Dêem aqui uma achega

      Um leitor, José Correia, pergunta-me se sei o que significa a expressão «por memória», que por vezes aparece no relatório do Orçamento do Estado e noutros documentos. Pois não sei, não. Sei apenas, depois de pesquisar, que é um termo usado na estatística e traduzido por memorandum item em inglês. Algum leitor saberá e nos dirá, decerto.
[Texto 633]

Sobre «falcata»

Ia lá adivinhar

      Qualquer coisa me caiu aos pés (ainda não sei o quê) quando vi que o Dicionário Houaiss não regista o termo «falcata». Viriato, a esta hora, dá voltas na tumba. Nem quero saber se regista ou não «cetra». Em todos os dicionários que consultei, a falcata é definida como uma arma antiga composta de uma haste encimada por uma foice (aliás, falcāta, do latim, significa mesmo «munido de foice»). Mas algo não bate certo, pois toda a iconografia e algumas descrições apontam para uma pequena espada de lâmina curta.
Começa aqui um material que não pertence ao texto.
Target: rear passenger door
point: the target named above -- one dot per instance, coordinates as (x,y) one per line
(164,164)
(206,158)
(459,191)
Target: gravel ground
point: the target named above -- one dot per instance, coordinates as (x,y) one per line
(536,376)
Quid juris?
[Texto 632]

Léxico: «autoficção»

E podia estar

      «Quanto ao próximo romance, não revela ainda qual será o tema, mas garante que quer “contar o real”. “Os relatos intimistas ou a autoficção não me interessam”, disse à AFP. “Nunca irei contar uma história de amor evanescente entre a Toscânia e o Mediterrâneo, essa é a minha única certeza”» («Ganhou o professor que receava ser um “escritor falhado”», Alexandra Prado Coelho, «P2»/Público, 3.11.2011, p. 8).
      Pensei que pelo menos o Dicionário Priberam da Língua Portuguesa acolhesse o termo «autoficção» (cunhado no final dos anos 70 pelo escritor francês Serge Doubrovsky), mas não.
[Texto 631]

Como se escreve nos jornais

Onde puseram o verbo «pôr»?

      Manchete da edição de hoje do Público: «Referendo na Grécia à ajuda da UE coloca zona euro à beira do caos». Isto, e tudo o resto, não se coaduna com a cruzada que faz contra o Acordo Ortográfico de 1990.

[Texto 630]

Tradução: «think outside the box»

A toque de caixa

      «As taxas de referência de detecção de pólipos de cada médico eram respectivamente de 21,5% e 27,16%. Mas, graças às composições do genial Amadeus, elas passaram para respectivamente 66,7% e 36,7%. “Tudo o que for possível fazer para aumentar essas taxas”, diz O’Shea, “tem o potencial de salvar vidas.” Apesar de ser muito pequeno, o estudo tem o mérito de pôr em evidência os benefícios de pensar “fora da caixa”, salienta a investigadora» («Colonoscopias: Mozart é preciso», Ana Gerschenfeld, «P2»/Público, 1.11.2011, p. 3).
      Mesmo com aspas, é — e não quero parecer sobranceiro — uma tradução lamentável do original e incompreensível para a maioria dos leitores: «thinking outside the box». A história da expressão, que não é nossa nem dela carecemos, está aqui. Qualquer leitor, imagino, encontrará uma forma melhor de dizer o mesmo.